If more than one person contributes to such payments, mark as many circles as apply.

  • 1: Person 1

  • 2: Person 2

  • 3: Person 3

  • 4: Person 4

  • 5: Person 5

  • 6: A person who is listed on another questionnaire for this dwelling

  • 7: A person who does not live here

This change in instruction could impact how people answer this question, plausibly increasing the number of people listing multiple people as household maintainers. This taints the overall drop in single household maintainers that we observed in the data 2011-2016.

For the 2021 census the question on household maintainers has been removed from the dwelling section and added to the section that is to be separately filled out for every person in the household. It is not question 58 of part D, which reads.

58. Does this person pay, partly or entirely, the rent or mortgage, taxes, electricity, etc. for this dwelling?

Mark “Yes” if this person pays the rent or mortgage, taxes, electricity, etc. for this dwelling, even if more than one person contributes to such payments.

dwelling is a separate set of living quarters with a private entrance from the outside or from a common hallway or stairway inside the building. This entrance should not be through someone else’s living quarters.
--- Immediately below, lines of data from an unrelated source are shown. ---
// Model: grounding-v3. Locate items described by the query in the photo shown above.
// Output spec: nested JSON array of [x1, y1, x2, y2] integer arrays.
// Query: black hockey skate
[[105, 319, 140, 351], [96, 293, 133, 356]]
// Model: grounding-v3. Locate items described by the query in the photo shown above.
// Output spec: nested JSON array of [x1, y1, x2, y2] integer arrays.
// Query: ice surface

Do not consider payments for other dwellings such as the school residence of a child, the residence of a former spouse, or another dwelling that you may own or rent.

  • Yes

  • No

12.10 Interpretation

The number of household maintainer variable is not comparable across the 2016 to 2021 censuses, and may also be somewhat tainted for comparisons 2011 to 2016. We observe large changes in the shares of single and multiple household maintainer households 2016 to 2021 that are very likely dominated by changes to the census questionnaire.

Comparisons across regions for fixed years can still be informative, with data prior to 2021 likely being tainted by people misreading the question and selecting only one household maintainer where they should have selected more than one. Composition of households by household size also matter, removing one-person household when computing shares can remove some of the bias introduced by some municipalities having a significantly higher share of one-person households than others. This effect is particularly strong when comparing Vancouver and Surrey.

It would be worthwhile to look deeper into what drives three or more household maintainer households, either using cross tabulations or PUMF data. Surrey’s high share of multigenerational households is a likely contributor to Surrey’s high share of three or more household maintainer households.

This exercise serves as a good reminder to be suspicious of implausibly large effects in data. Most probably these arise as a result of errors in the data analysis process, but may also come about due to changes in definitions or in the data generation process, in this case the questionnaire.